Wednesday, September 21, 2005
On this day:

I wonder where the feds going with this

The Siegelman grand jury went back to work yesterday, and it sounds as if they are leaving no stone unturned:


(B'ham News) Sen. Gerald Dial, D-Lineville, said he was subpoenaed to appear before the grand jury Tuesday to discuss a 1997 bill that allowed the Talladega Superspeedway to sell alcohol on Sundays.

Siegelman was lieutenant governor when the bill was passed. Siegelman ally Dewayne Freeman, then a senator from Huntsville, was the sponsor of the legislation.

Dial said he amended the bill when it got bogged down in the Senate. He said he was asked Tuesday about the legislative process and the duties of the lieutenant governor. At the time, the lieutenant governor exercised great control over which bills were approved in the Senate.
Senator Dial sounds almost as confused as I am over how this might relate to the Siegelman investigation. From today's Mobile Register:

Dial said he didn't know why prosecutors wanted to know about the bill, which in its original form would have allowed Sunday liquor sales at the racetrack and at a golf course owned and operated by the Retirement Systems of Alabama.
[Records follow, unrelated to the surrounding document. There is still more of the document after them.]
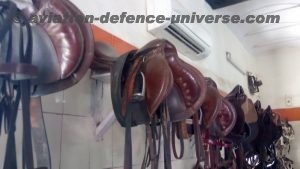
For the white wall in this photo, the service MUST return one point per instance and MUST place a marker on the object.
(224, 40)
(70, 128)
(279, 70)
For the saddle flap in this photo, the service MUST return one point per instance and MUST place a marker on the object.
(211, 105)
(159, 81)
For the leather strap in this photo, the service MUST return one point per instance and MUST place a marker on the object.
(128, 142)
(198, 139)
(39, 135)
(166, 135)
(10, 160)
(174, 145)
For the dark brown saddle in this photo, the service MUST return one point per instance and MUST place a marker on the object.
(153, 86)
(54, 59)
(219, 118)
(269, 132)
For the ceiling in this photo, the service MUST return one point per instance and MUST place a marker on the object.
(266, 37)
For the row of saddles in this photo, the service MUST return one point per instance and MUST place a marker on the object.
(154, 87)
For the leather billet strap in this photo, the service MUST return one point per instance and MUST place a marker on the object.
(39, 135)
(10, 10)
(198, 139)
(166, 135)
(174, 144)
(21, 84)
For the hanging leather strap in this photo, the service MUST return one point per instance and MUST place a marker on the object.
(39, 135)
(198, 140)
(174, 145)
(10, 160)
(166, 136)
(128, 142)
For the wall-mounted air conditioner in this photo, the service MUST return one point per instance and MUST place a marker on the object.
(191, 39)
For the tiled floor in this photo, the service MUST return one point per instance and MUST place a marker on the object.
(72, 141)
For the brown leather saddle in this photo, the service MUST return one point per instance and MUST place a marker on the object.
(269, 132)
(54, 59)
(148, 86)
(219, 120)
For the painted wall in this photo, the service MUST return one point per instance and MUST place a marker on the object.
(279, 71)
(69, 125)
(215, 65)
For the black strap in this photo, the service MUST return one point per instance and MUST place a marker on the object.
(128, 142)
(10, 160)
(166, 136)
(198, 139)
(27, 142)
(174, 144)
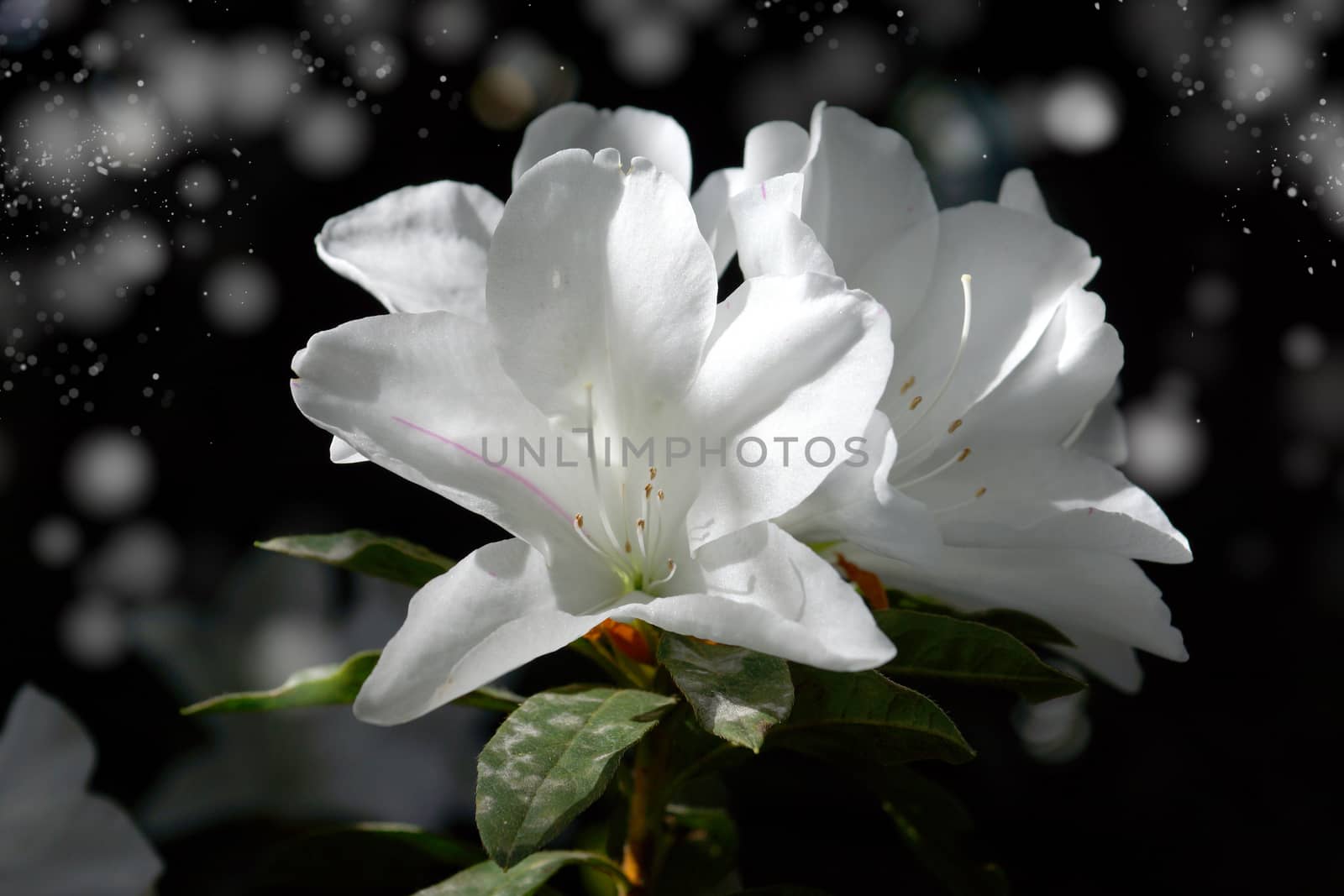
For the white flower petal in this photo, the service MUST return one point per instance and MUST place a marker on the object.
(418, 249)
(1048, 497)
(632, 132)
(837, 355)
(600, 277)
(710, 202)
(867, 201)
(1021, 268)
(772, 149)
(100, 852)
(1102, 432)
(772, 238)
(1021, 192)
(1113, 661)
(417, 394)
(490, 614)
(343, 453)
(769, 593)
(1079, 591)
(1061, 380)
(858, 504)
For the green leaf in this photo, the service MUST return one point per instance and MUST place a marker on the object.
(1015, 622)
(702, 853)
(843, 715)
(362, 551)
(523, 879)
(331, 685)
(316, 687)
(354, 860)
(551, 759)
(736, 694)
(949, 649)
(1023, 626)
(938, 831)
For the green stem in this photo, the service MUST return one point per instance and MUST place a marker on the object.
(648, 797)
(609, 665)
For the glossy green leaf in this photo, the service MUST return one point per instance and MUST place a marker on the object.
(938, 831)
(1023, 626)
(1015, 622)
(551, 759)
(736, 694)
(315, 687)
(354, 860)
(329, 685)
(844, 715)
(523, 879)
(362, 551)
(944, 647)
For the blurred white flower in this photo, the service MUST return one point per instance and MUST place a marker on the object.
(585, 270)
(55, 837)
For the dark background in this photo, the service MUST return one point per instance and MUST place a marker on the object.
(1215, 214)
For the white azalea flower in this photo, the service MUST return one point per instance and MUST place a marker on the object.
(601, 316)
(1003, 436)
(423, 249)
(55, 837)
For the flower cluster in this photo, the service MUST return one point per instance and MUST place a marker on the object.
(958, 348)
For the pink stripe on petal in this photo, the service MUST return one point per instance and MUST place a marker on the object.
(514, 474)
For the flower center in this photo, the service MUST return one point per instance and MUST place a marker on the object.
(918, 407)
(633, 553)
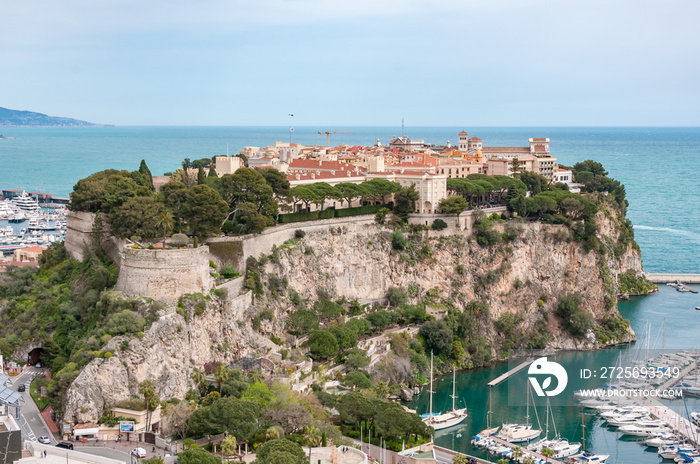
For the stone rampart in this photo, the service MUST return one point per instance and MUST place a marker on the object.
(235, 250)
(164, 275)
(79, 236)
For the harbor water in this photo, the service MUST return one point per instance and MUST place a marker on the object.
(657, 165)
(674, 309)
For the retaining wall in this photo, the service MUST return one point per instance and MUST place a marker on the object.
(79, 236)
(164, 275)
(235, 250)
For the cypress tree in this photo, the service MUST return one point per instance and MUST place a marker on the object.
(146, 173)
(212, 171)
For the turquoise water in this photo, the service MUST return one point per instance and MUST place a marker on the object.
(682, 328)
(658, 166)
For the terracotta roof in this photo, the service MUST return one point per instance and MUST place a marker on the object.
(85, 426)
(506, 149)
(34, 249)
(320, 176)
(316, 164)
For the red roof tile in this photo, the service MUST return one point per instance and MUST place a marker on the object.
(507, 149)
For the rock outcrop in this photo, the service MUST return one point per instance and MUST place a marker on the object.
(523, 275)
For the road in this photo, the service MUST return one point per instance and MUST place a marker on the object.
(31, 422)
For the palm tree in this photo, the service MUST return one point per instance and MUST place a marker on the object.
(547, 452)
(272, 433)
(165, 220)
(517, 453)
(312, 436)
(197, 377)
(229, 446)
(221, 375)
(382, 389)
(148, 390)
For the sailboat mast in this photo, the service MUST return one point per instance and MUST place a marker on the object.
(430, 412)
(454, 385)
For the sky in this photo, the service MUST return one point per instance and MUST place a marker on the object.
(354, 62)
As Dial remembered it, operators of other golf courses in the county objected to allowing only the RSA course to sell liquor. The senator amended the bill, he said, to limit Sunday sales to the racetrack, and that's how it passed.

"I don't see how it connects to him (Siegelman), but I don't see the whole picture," said Dial.
Me, neither, but it probably boils down to "who's back did he scratch, and why did he scratch it?" Here's more from the Register.
There were at least two other witnesses Tuesday, including a woman named Debbie Taylor who arrived with an attorney. Taylor declined to provide the reason she was called to the federal courthouse in Montgomery, or to identify herself in a way that might suggest her reason for being there.

The day's other known witness was Tuscaloosa County Administrator Farrington Snipes. He arrived with a stack of files and left without them. The files contained information on road and other infrastructure projects in the county, said Snipes.

Snipes said he was asked to testify about the process by which a project originates, then receives funding, such as with assistance from state agencies. Snipes said he was asked if he knew certain people, but he would not publicly identify any of those individuals, other than to say that Siegelman was not among them.